I. verb — [with obj.] 1. let (someone) have or do something[with obj. and infinitive] • the dissident was allowed to leave the country
• [with two objs]
she was allowed a higher profile.
2. [with obj. and adverbial of direction] — let (someone) enter a place or go in a particular direction • the river was patrolled and few people were allowed across.
3. declare or decide that (an event or activity) is legal or acceptable • political advertising on television is not allowed.
4. give the necessary time or opportunity for • they agreed to a ceasefire to allow talks with the government
• [with obj. and infinitive]
he stopped to allow his eyes to adjust.
5. [no obj.] ( allow for) — make provision or provide scope for • the house was demolished to allow for road widening.
6. [no obj.] ( allow for) — take (something) into consideration when making plans or calculations • income rose by 11 per cent allowing for inflation.
7. provide or set aside for a particular purpose • allow an hour or so for driving.
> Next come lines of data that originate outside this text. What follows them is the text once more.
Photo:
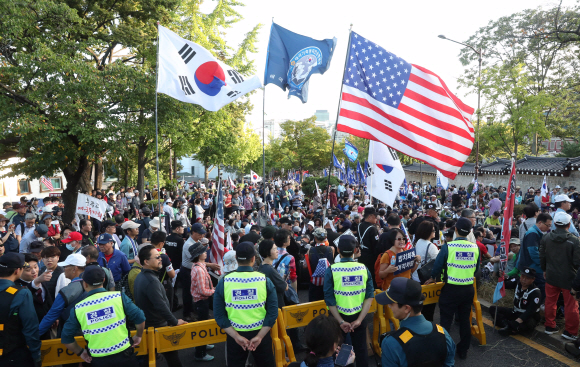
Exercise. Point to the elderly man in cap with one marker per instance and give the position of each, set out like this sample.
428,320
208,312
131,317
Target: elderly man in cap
348,293
20,342
40,231
461,259
129,244
407,345
245,306
560,260
563,204
111,258
525,314
102,318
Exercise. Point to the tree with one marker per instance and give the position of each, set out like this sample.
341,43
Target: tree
64,77
304,146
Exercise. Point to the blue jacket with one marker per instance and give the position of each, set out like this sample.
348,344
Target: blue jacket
72,325
23,305
219,304
392,353
118,264
530,250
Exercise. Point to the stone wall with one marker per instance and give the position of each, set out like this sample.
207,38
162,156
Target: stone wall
523,180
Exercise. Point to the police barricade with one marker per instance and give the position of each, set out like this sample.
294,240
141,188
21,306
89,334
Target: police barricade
432,293
53,352
200,333
301,315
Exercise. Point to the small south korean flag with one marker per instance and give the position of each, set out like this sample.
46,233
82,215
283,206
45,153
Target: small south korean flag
190,73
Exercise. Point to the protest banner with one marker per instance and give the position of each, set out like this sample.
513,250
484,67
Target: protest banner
91,206
405,260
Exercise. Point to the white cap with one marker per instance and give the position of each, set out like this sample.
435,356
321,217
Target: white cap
563,197
560,218
74,259
130,225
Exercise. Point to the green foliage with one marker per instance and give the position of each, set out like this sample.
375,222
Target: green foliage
309,187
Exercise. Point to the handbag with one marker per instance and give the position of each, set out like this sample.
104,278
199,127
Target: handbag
290,295
424,271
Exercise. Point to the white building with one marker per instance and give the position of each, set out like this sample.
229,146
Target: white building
13,188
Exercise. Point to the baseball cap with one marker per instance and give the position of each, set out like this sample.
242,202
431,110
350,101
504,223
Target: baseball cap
319,233
463,226
73,236
529,272
198,228
403,291
74,259
104,238
130,225
93,275
245,251
562,197
42,230
562,218
346,244
12,260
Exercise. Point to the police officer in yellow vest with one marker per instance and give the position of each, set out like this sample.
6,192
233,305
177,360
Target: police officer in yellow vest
102,319
245,306
406,346
348,293
460,260
19,338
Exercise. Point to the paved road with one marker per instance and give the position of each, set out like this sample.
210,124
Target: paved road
498,352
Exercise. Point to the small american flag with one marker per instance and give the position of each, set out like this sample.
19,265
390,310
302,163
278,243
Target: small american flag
318,274
404,106
216,255
46,182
8. [ reporting verb] — admit the truth of; concede[with clause] • he allowed that the penalty appeared too harsh for the crime
• [with direct speech]
‘Could happen,’ she allowed indifferently.
9. [with clause] —
‹dialect› be of the opinion; assert
• Lincoln allowed that he himself could never support the man.
II. phrases allow me said when making a polite request or offering help • please allow me to introduce myself
• ‘Here, allow me,’ came a woman’s voice from behind him.
III. derivatives allowedly adverb
[ sentence adverb]
• English is allowedly one of the most complete of the European languages
– origin Middle English (originally in the senses ‘commend, sanction’ and ‘assign as a right’): from Old French alouer, from Latin allaudare ‘to praise’, reinforced by medieval Latin allocare ‘to place’ (see allocate).